Adventure Drama

All my life, I had been performing. For as long as I could remember, balancing on a high, thin wire that dipped with my weight. Gawking, they watched me, grown men and women and tiny children clutching each other, fearing for my safety-

But I wasn’t afraid. 

Grace came naturally to me, in the same way physics fluxed as my mother and her siblings tossed through the air, the way my baby sister twirled long ribbons around small animals. The Circe De Tradicion never changed.
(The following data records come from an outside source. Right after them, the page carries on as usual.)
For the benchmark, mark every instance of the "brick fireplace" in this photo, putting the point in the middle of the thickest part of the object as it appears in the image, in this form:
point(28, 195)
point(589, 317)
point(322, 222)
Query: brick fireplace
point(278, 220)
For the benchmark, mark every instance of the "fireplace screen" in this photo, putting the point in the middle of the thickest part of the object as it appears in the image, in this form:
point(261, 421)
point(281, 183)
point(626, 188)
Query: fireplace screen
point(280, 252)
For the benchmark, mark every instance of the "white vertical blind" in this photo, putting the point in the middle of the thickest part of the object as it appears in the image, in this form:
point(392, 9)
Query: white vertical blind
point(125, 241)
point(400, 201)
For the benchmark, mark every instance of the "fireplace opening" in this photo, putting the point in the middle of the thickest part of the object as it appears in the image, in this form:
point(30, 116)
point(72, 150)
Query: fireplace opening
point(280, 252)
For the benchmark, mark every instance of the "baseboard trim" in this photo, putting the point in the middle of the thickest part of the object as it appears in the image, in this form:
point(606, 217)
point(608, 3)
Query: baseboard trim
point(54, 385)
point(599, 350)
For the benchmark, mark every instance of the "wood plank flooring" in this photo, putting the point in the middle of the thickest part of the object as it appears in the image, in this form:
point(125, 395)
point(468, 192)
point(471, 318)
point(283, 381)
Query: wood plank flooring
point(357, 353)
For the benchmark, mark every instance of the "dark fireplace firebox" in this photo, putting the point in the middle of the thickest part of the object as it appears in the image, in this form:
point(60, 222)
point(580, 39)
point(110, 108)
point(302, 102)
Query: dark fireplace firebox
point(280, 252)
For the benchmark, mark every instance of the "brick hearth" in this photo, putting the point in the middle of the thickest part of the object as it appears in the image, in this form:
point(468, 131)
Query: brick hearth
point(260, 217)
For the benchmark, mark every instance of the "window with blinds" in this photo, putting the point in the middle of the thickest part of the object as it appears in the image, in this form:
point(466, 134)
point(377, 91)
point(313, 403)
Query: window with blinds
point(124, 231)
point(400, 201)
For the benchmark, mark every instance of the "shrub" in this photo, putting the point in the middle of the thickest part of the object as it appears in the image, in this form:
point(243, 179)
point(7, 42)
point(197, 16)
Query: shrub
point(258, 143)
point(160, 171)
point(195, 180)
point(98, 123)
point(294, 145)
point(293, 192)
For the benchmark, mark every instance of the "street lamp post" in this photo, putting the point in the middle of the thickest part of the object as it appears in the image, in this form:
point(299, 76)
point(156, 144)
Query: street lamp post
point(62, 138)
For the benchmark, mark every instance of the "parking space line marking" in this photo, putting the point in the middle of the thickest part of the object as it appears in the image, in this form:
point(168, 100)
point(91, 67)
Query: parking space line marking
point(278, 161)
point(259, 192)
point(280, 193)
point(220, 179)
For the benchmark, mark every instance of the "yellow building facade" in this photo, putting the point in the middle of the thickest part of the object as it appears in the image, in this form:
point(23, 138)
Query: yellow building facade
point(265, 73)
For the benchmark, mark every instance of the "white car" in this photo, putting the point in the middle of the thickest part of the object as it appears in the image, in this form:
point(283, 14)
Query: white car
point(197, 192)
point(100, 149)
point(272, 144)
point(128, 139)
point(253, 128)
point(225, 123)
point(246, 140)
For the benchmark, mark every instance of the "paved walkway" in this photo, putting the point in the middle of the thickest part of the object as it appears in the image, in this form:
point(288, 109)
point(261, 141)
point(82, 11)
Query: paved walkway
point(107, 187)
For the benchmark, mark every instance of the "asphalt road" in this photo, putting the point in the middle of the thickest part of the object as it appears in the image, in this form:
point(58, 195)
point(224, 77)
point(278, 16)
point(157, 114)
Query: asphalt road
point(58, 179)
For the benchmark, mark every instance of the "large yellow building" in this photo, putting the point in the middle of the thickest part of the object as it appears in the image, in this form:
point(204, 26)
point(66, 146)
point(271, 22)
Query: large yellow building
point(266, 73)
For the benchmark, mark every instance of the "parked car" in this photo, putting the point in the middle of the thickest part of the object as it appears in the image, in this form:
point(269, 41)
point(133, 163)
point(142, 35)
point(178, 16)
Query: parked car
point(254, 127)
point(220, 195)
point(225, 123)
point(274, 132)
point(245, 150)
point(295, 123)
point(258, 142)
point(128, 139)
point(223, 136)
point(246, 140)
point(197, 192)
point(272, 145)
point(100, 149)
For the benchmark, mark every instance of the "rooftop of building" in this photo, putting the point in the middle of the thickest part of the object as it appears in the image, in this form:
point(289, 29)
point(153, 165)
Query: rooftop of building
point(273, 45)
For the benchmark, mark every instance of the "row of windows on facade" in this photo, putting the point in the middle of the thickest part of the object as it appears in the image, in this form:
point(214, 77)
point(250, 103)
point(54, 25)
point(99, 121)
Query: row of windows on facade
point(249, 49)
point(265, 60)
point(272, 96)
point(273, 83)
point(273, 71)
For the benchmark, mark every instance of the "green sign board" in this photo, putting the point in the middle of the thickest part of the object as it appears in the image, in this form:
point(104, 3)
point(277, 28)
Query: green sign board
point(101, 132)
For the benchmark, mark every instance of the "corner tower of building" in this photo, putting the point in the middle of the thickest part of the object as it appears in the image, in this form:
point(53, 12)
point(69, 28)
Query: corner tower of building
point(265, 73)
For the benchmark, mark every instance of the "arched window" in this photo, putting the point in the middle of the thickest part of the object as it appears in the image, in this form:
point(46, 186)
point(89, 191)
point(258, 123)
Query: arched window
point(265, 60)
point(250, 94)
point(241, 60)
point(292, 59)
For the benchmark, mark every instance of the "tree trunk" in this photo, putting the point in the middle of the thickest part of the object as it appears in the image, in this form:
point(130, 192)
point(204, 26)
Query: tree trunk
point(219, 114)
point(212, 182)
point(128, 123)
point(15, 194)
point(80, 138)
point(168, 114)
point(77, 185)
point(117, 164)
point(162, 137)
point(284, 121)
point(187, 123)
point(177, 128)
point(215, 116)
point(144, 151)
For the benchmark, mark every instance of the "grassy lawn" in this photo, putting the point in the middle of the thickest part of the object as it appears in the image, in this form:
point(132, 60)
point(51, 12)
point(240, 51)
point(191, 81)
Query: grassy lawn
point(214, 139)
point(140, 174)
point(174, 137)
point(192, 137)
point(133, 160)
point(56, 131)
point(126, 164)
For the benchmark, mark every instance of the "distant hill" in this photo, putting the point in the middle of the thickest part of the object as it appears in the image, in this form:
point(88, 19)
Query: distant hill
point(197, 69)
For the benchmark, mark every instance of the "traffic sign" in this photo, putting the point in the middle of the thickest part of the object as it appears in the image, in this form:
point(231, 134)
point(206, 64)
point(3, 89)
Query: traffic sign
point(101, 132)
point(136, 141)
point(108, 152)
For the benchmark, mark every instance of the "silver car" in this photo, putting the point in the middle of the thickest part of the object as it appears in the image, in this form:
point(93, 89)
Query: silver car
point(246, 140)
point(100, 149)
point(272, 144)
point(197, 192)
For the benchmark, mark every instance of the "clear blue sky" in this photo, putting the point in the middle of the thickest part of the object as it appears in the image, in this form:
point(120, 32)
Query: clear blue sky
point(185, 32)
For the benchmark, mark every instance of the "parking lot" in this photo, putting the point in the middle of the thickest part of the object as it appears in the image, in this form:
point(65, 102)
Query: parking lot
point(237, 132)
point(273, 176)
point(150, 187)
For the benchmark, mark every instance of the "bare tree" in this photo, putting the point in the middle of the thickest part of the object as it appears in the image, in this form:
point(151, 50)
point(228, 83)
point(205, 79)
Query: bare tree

Every single performance was indistinguishable, so no matter how many years apart you came to our show, it would feel like nothing had changed in your absence.
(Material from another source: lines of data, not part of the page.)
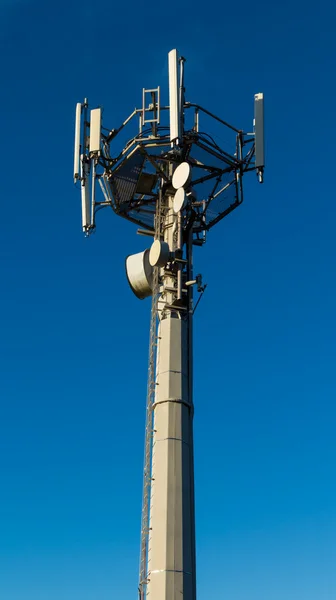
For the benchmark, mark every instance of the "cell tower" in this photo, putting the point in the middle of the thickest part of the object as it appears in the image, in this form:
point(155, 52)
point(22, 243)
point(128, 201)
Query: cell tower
point(176, 182)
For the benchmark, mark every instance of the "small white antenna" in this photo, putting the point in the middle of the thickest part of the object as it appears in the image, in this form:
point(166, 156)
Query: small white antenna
point(86, 216)
point(174, 108)
point(77, 140)
point(95, 131)
point(259, 134)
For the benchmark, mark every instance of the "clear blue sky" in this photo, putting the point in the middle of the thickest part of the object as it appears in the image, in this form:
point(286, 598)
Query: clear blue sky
point(73, 347)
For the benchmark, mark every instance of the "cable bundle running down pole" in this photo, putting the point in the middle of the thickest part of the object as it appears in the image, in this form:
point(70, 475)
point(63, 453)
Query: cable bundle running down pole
point(147, 477)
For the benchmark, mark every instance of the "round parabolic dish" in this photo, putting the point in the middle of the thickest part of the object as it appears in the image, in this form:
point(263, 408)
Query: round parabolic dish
point(179, 200)
point(181, 175)
point(158, 254)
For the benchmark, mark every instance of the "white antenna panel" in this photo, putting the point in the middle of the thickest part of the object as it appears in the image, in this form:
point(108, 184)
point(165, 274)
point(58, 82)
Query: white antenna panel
point(95, 130)
point(77, 140)
point(86, 205)
point(174, 109)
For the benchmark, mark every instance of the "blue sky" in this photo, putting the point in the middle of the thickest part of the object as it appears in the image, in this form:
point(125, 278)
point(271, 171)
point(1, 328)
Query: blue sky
point(73, 345)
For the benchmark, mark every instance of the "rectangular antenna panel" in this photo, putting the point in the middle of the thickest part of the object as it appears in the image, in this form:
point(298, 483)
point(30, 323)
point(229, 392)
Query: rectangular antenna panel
point(77, 140)
point(259, 130)
point(86, 205)
point(95, 130)
point(174, 108)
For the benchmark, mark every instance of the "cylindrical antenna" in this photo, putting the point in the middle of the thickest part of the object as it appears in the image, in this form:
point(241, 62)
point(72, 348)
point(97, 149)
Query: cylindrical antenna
point(174, 109)
point(77, 140)
point(86, 220)
point(181, 95)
I ducked my head, moving down the sidewalk. Cold rain beat against the ground all around me, soaking through my hat. 

A small bell rang as I entered a small shop, stamping the rain from my boots. “Hello?” 

Toppling sounds banged from behind the bar, a muffled “ow!” wincing as a girl stood up. A dark braid fell over her shoulder, contrasting sharply with her creamy golden skin and startlingly gray eyes. “Hello.” She frowned at the few tables scattered around us, set with old style wire chairs. “Can I help you with something?”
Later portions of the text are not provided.